TL;DR - word2vec is awesome, it's also really simple. Learn how it works, and implement your own version.
Since joining a tech startup back in 2016, my life has revolved around machine learning and natural language processing (NLP). Trying to extract faint signals from terabytes of streaming social media is the name of the game. Because of this, I'm constantly experimenting and implementing different NLP schemes; word2vec being among the simplest and coincidently yielding great predictive value. The underpinnings of word2vec are exceptionally simple and the math is borderline elegant. The whole system is deceptively simple, and provides exceptional results. This tutorial aims to teach the basics of word2vec while building a barebones implementation in Python using NumPy. Note that the final Python implementation will not be optimized for speed or memory usage, but instead for easy understanding.
The goal with word2vec and most NLP embedding schemes is to translate text into vectors so that they can then be processed using operations from linear algebra. Vectorizing text data allows us to then create predictive models that use these vectors as input to then perform something useful. If you understand both forward and back propagation for plain vanella neural networks, you already understand 90% of word2vec.

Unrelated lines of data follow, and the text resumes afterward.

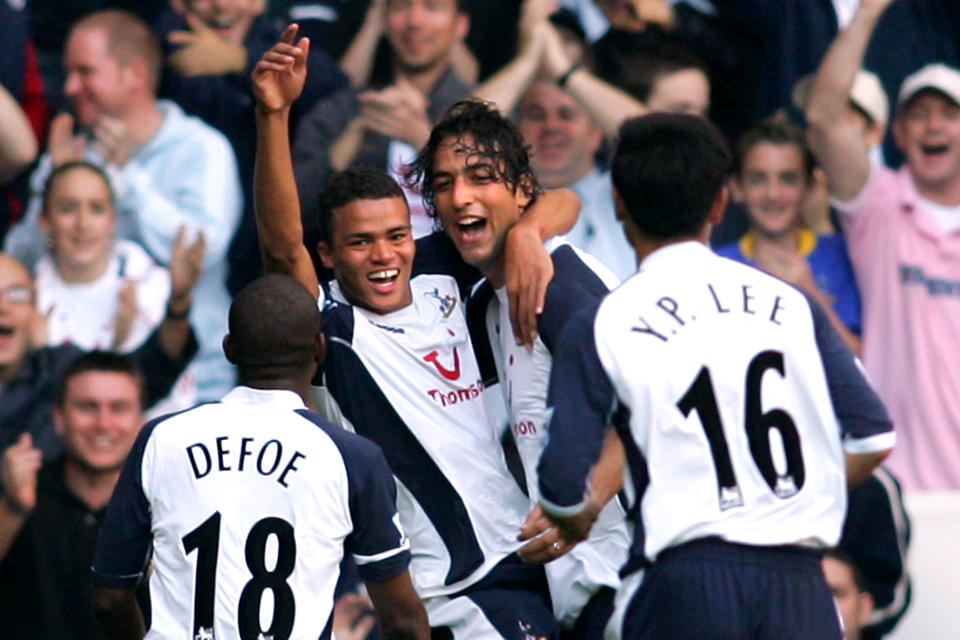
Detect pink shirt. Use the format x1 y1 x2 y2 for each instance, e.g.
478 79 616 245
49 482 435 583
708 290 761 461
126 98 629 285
837 165 960 490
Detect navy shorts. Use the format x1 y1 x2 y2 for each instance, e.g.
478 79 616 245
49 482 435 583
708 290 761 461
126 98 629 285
622 538 843 640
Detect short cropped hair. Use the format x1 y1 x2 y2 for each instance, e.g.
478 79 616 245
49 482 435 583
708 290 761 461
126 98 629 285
227 273 320 372
303 167 406 246
42 160 116 212
54 351 147 409
734 109 816 182
407 99 543 218
611 113 731 239
70 9 163 91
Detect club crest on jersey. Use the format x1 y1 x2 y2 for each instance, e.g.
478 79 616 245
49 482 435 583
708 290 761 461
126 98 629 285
517 620 547 640
423 287 457 318
423 347 460 380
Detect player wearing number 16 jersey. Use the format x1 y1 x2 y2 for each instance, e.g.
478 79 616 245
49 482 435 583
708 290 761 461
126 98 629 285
93 275 429 640
539 115 894 640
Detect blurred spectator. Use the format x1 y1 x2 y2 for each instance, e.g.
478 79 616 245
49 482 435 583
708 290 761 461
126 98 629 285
0 242 203 459
157 0 347 293
21 0 169 111
807 0 960 491
5 11 242 400
293 0 469 235
838 467 911 640
0 351 145 640
0 85 37 186
823 549 873 640
716 111 860 354
0 1 50 240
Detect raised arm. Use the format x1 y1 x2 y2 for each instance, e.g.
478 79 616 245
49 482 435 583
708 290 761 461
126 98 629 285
253 25 319 297
807 0 892 201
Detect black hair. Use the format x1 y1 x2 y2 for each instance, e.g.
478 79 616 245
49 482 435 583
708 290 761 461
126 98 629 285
615 42 710 103
54 351 147 409
823 547 867 593
407 99 543 217
228 274 320 380
734 109 816 182
611 113 731 239
42 160 116 212
303 167 406 248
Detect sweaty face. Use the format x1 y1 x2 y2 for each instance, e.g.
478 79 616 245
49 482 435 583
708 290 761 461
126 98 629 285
63 27 132 126
517 82 603 189
54 371 143 471
433 137 530 286
894 91 960 192
733 142 809 236
185 0 263 44
0 254 36 380
318 198 416 314
647 69 710 117
42 167 116 278
823 557 873 640
386 0 467 72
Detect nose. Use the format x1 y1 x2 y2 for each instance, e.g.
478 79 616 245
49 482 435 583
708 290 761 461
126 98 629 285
370 238 396 263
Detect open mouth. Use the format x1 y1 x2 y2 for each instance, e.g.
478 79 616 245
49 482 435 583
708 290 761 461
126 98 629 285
920 144 950 156
367 269 400 288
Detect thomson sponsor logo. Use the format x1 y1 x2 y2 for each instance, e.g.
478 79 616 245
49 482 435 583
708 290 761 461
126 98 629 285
427 380 484 407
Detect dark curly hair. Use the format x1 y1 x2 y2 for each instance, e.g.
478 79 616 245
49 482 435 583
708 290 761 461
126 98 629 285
405 99 543 218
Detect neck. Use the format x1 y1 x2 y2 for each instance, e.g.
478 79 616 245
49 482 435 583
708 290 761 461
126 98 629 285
54 254 110 284
63 454 120 511
393 60 450 97
238 373 313 404
753 227 800 253
122 96 163 147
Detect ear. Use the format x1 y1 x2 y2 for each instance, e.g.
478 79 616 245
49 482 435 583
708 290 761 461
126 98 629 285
707 186 730 227
53 407 67 438
223 333 237 364
727 175 746 204
317 240 333 269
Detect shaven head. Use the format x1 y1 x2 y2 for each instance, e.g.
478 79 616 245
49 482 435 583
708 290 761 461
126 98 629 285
70 9 163 90
224 274 322 382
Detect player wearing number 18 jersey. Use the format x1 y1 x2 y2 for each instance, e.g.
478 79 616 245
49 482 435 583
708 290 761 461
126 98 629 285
93 275 429 640
539 115 894 640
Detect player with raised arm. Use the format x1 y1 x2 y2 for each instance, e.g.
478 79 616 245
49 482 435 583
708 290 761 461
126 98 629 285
254 27 572 640
93 275 429 640
539 114 895 640
410 100 629 637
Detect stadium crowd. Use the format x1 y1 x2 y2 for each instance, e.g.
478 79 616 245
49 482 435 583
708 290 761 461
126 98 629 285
0 0 960 640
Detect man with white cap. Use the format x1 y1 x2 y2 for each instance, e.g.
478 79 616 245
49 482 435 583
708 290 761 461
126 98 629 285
807 0 960 491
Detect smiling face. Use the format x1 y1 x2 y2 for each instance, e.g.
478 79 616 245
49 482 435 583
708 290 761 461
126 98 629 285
893 90 960 194
53 371 143 472
386 0 469 73
732 142 809 237
0 253 36 381
517 82 603 189
433 136 530 286
184 0 263 45
41 167 116 282
317 198 416 314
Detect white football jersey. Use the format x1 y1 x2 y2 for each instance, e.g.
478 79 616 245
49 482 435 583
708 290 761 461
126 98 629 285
540 242 894 560
468 239 629 621
323 275 530 598
93 387 409 640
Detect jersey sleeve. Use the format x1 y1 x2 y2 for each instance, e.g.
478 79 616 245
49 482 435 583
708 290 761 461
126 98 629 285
341 434 410 582
538 302 616 516
91 418 162 589
804 294 896 454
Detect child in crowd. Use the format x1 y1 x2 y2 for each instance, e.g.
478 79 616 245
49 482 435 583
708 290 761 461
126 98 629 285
716 113 860 354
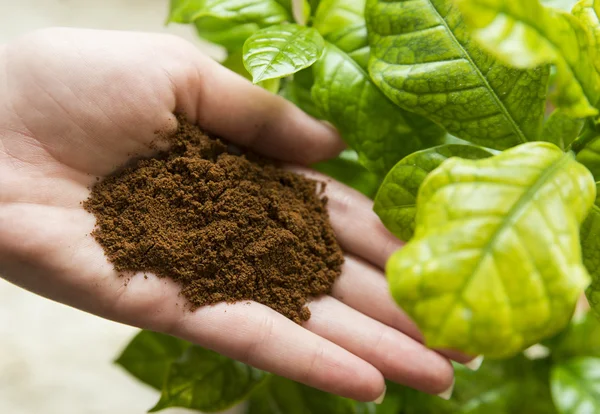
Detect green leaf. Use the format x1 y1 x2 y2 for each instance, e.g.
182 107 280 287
244 24 325 83
194 16 259 52
312 44 444 177
168 0 291 29
377 354 556 414
386 143 596 357
451 354 556 414
549 312 600 360
221 49 252 80
541 109 585 149
573 0 600 72
459 0 600 118
248 376 375 414
551 358 600 414
280 73 323 119
313 0 369 68
577 135 600 180
542 0 577 11
580 182 600 315
150 345 269 412
312 150 380 198
373 144 492 241
366 0 549 149
115 331 190 390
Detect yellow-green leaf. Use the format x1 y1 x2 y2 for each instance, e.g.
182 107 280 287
366 0 549 149
581 182 600 315
573 0 600 72
387 143 596 357
458 0 600 117
373 144 492 241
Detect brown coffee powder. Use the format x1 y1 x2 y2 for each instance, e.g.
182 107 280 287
84 122 343 323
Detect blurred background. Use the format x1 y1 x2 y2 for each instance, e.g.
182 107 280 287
0 0 233 414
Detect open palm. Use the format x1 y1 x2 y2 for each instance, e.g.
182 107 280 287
0 29 453 401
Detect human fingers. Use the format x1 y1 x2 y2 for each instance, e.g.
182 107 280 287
0 203 385 401
287 166 403 269
332 256 473 364
304 296 454 394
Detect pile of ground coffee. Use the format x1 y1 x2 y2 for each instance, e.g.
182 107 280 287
84 118 343 323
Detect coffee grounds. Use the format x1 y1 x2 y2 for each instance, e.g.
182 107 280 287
84 121 343 323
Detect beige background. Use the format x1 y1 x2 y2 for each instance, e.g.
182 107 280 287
0 0 239 414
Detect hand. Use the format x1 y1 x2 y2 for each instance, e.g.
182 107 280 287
0 29 464 401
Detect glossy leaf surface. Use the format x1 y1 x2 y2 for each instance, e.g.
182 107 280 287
373 144 492 241
244 24 325 83
386 143 596 357
459 0 600 118
366 0 549 149
312 44 444 177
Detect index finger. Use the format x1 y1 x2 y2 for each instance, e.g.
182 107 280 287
171 43 344 164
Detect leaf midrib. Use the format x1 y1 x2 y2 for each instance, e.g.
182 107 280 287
438 153 573 340
427 0 529 143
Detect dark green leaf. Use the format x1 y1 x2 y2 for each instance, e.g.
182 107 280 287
458 0 600 118
549 312 600 360
222 49 252 80
281 75 323 119
150 345 269 412
244 24 325 83
366 0 549 149
313 150 380 198
551 358 600 414
115 331 190 390
541 109 585 149
312 44 444 177
373 144 492 241
313 0 369 69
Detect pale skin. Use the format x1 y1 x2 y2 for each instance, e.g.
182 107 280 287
0 29 468 401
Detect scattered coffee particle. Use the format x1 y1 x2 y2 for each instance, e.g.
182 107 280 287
84 120 343 323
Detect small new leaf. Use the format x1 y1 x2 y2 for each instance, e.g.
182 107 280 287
244 24 325 83
150 345 269 412
458 0 600 118
551 358 600 414
373 144 492 241
366 0 549 150
386 143 596 357
312 44 444 177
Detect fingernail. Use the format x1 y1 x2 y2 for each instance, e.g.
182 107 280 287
438 379 454 400
465 355 483 371
373 385 386 404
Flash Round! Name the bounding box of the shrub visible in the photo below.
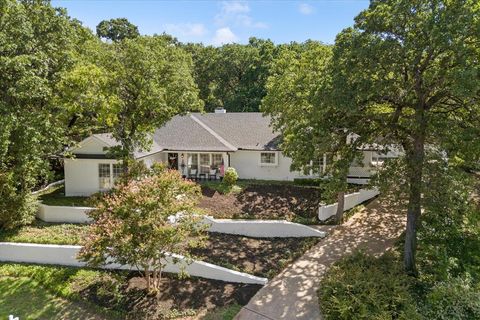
[422,278,480,320]
[319,252,420,319]
[223,167,238,186]
[0,171,37,229]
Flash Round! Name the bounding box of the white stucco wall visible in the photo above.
[230,150,312,180]
[37,204,95,223]
[138,152,167,167]
[0,242,268,285]
[64,159,118,196]
[203,216,326,238]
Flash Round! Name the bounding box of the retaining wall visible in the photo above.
[37,204,94,223]
[318,189,379,221]
[203,216,326,238]
[0,242,268,285]
[37,204,325,238]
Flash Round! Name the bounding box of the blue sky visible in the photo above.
[52,0,369,45]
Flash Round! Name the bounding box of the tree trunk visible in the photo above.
[335,191,345,224]
[404,135,425,276]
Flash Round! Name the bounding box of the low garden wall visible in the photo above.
[0,242,267,285]
[203,216,326,238]
[37,204,325,238]
[37,204,94,223]
[318,189,379,221]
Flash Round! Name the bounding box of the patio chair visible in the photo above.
[188,169,197,180]
[208,169,217,180]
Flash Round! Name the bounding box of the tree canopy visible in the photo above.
[97,18,140,42]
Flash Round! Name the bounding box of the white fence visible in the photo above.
[37,204,94,223]
[37,204,325,238]
[318,189,379,221]
[0,242,268,285]
[203,216,326,238]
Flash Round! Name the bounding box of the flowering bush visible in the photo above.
[223,167,238,186]
[79,170,205,292]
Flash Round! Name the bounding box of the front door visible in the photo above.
[168,153,178,170]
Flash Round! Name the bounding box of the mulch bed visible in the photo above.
[199,185,321,221]
[192,233,319,278]
[79,233,319,319]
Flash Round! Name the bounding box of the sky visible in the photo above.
[52,0,369,46]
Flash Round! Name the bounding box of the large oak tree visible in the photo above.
[332,0,480,274]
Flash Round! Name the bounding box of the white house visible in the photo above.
[65,110,393,196]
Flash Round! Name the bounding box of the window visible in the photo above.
[200,153,210,174]
[187,153,198,175]
[372,152,389,166]
[260,152,277,166]
[212,153,223,169]
[112,163,123,183]
[98,163,112,190]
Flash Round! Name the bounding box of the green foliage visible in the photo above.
[0,220,88,245]
[0,171,37,229]
[97,18,140,42]
[186,38,278,112]
[80,170,206,291]
[0,0,93,228]
[331,0,480,273]
[0,278,104,319]
[421,278,480,320]
[319,252,420,320]
[222,167,238,187]
[102,36,203,165]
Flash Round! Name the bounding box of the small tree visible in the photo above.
[223,167,238,187]
[79,170,205,292]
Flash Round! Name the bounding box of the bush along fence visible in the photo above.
[318,189,379,221]
[0,242,268,285]
[37,204,326,238]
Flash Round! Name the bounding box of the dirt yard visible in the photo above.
[199,185,321,221]
[192,233,319,278]
[79,233,319,319]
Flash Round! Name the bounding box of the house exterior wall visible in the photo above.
[139,152,167,168]
[230,150,309,180]
[64,159,118,196]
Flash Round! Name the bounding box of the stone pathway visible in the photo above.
[235,200,406,320]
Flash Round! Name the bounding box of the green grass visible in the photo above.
[0,263,123,319]
[204,303,242,320]
[38,185,90,207]
[0,277,104,320]
[0,220,88,244]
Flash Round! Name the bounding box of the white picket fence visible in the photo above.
[318,189,379,221]
[0,242,268,285]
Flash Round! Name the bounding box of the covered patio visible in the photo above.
[167,151,229,180]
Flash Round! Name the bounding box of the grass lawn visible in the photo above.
[38,185,91,207]
[0,277,107,320]
[0,220,88,244]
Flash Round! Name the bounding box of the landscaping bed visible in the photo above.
[0,220,320,278]
[198,183,321,224]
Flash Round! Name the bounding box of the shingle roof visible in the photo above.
[193,112,280,150]
[85,112,281,158]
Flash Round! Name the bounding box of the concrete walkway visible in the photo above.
[235,200,406,320]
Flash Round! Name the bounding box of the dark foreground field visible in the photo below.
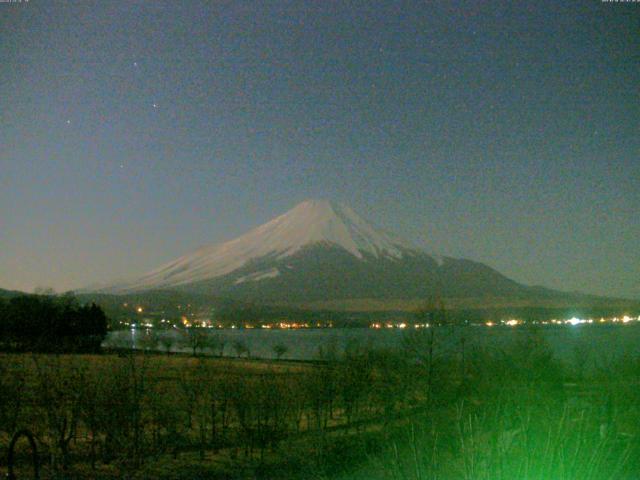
[0,328,640,480]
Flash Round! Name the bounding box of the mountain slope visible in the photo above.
[110,200,418,291]
[102,200,580,304]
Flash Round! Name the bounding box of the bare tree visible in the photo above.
[273,343,289,360]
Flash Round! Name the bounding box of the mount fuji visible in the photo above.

Word2vec is actually a collection of two different methods: continuous bag-of-words (CBOW) and skip-gram1. Given a word in a sentence, lets call it w(t) (also called the center word or target word), CBOW uses the context or surrounding words as input. For instance, if the context window C is set to C=5, then the input would be words at positions w(t-2), w(t-1), w(t+1), and w(t+2). Basically the two words before and after the center word w(t). Given this information, CBOW then tries to predict the target word.
The second method, skip-gram is the exact opposite. Instead of inputting the context words and predicting the center word, we feed in the center word and predict the context words. This means that w(t) becomes the input while w(t-2), w(t-1), w(t+1), and w(t+2) are the ideal output. For for this post, we're only going to consider the skip-gram model since it has been shown to produce better word-embeddings than CBOW.
The concept of a center word surrounded by context words can be likened to a sliding window that travels across the text corpus. As an example, lets encode the following sentence: "the quick brown fox jumps over the lazy dog" using a window size of C=5 (two before, and two after the center word). As the context window slides across the sentence from left to right, it gets populated with the corresponding words. When the context window reaches the edges of the sentences, it simply drops the furthest window positions. Below is what this process looks like. Note that instead of w(t), w(t+1), etc., the center word has become xk and the context words have become yc.
Because we can't send text data directly through a matrix, we need to employ one-hot encoding. This means we have a vector of length v where v is the total number of unique words in the text corpus (or shorter if we want). Each word corresponds to a single position in this vector, so when embedding the word v_n, everywhere in vector v is zero except v_n which becomes a one. Below in Figure 3, a one-hot encoding of examples 1, 5, and 9 from Figure 2 above.
→ For future reference, the column vectors \( y_{c=1},...,y_{c=C} \) are referred to as panels.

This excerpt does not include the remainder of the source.